Surprisingly, the creature had been building some structures around Pixie Hollow, which Fawn ends up helping it with despite not knowing why and how exactly it was doing it. Another fairy, named Nyx, gets on to investigating the matter and learns that the creature awakens once in every million years, and can transform into an even more terrifying form that is strong enough to cause the destruction of the entire Pixie Hollow.
Fawn, friendly as ever, chooses to be optimistic about the beast and somewhat wants to tell Queen Clarion about how gentle the beast is, despite the risks of that. Nyx, however, gets to her first and tells her about the risks that the beast could bring upon Pixie Hollow. Clarion, who hears the two contrasting opinions hopes for the two to opt for the right decision.
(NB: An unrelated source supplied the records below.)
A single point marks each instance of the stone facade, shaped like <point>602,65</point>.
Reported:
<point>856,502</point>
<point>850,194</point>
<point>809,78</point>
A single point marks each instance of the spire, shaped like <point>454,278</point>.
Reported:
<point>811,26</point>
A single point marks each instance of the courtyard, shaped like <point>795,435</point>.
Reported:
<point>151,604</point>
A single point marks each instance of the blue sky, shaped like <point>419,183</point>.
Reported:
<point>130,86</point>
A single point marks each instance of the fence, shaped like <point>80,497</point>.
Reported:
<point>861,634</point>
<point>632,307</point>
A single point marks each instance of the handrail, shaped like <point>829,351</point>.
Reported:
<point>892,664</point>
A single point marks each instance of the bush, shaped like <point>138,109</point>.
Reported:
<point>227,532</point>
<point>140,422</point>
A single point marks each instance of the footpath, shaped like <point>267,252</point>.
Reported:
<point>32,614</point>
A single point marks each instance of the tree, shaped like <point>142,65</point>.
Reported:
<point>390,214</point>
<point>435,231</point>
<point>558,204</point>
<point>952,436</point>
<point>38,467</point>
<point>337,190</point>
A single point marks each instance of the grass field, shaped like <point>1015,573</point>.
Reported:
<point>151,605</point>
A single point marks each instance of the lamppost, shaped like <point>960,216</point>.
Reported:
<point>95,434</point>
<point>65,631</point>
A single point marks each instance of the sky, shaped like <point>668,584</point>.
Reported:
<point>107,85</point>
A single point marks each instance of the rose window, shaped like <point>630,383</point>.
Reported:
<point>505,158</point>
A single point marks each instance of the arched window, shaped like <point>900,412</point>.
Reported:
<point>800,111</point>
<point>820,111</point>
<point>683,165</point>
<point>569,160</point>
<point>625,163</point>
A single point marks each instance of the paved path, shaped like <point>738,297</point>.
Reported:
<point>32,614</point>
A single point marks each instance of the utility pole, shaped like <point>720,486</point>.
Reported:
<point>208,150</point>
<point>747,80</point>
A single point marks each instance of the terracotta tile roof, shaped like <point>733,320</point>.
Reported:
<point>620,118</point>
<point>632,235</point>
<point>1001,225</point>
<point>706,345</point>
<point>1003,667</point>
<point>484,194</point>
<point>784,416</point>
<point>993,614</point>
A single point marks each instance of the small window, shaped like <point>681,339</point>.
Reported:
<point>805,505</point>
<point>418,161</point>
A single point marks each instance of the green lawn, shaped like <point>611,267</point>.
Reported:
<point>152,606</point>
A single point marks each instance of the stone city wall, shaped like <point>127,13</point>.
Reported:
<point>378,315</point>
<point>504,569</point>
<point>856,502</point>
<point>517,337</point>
From there onward begins the journey of Fawn and Tinker Bell for the future of this unusually friendly beast. It’s a premise a bunch of films has already explored, and it’s executed in mostly positive ways in this film’s case. It may not have the best dialogue-writing, but never do the dialogue sound bad. It’s just that the film is too minimalistic in its premise and doesn’t offer as many new things as most of its predecessors did.
The theme of a kind beast is an interesting one despite the minimalism, but it could’ve been executed in many better ways. The dynamic between Fawn and Tinker Bell is well written too, even though the film’s pacing may be too repetitive at times.
The script by Kate Kondell, Mark McCorkle, Tom Rogers, and Robert Schooley just manages to get the job done. Expect more positives than negatives, but not by much. The dialogue-writing is definitely quite weaker than the predecessors, but the pros still manage to outweigh the cons, even if by the slightest. The film is very beautiful to look at, and, surprisingly, such a well-animated film is only direct-to-video. Joel McNeely’s original score fits the film just as it fit the predecessors. Steve Loter’s direction isn’t really the best option for this series, but it does succeed in making the film somewhat enjoyable.
The Bottom Line
Tinker Bell and the Legend of the NeverBeast may be the weakest entry to the entire franchise, but is still nothing to recommend others against. It’s quite above-average, to say the least, but for a direct-to-video film, it’s definitely relatively out-of-the-ordinary. The repetitiveness may make it less of an interesting watch than its predecessors, but it’s not a film you need to sleep on either.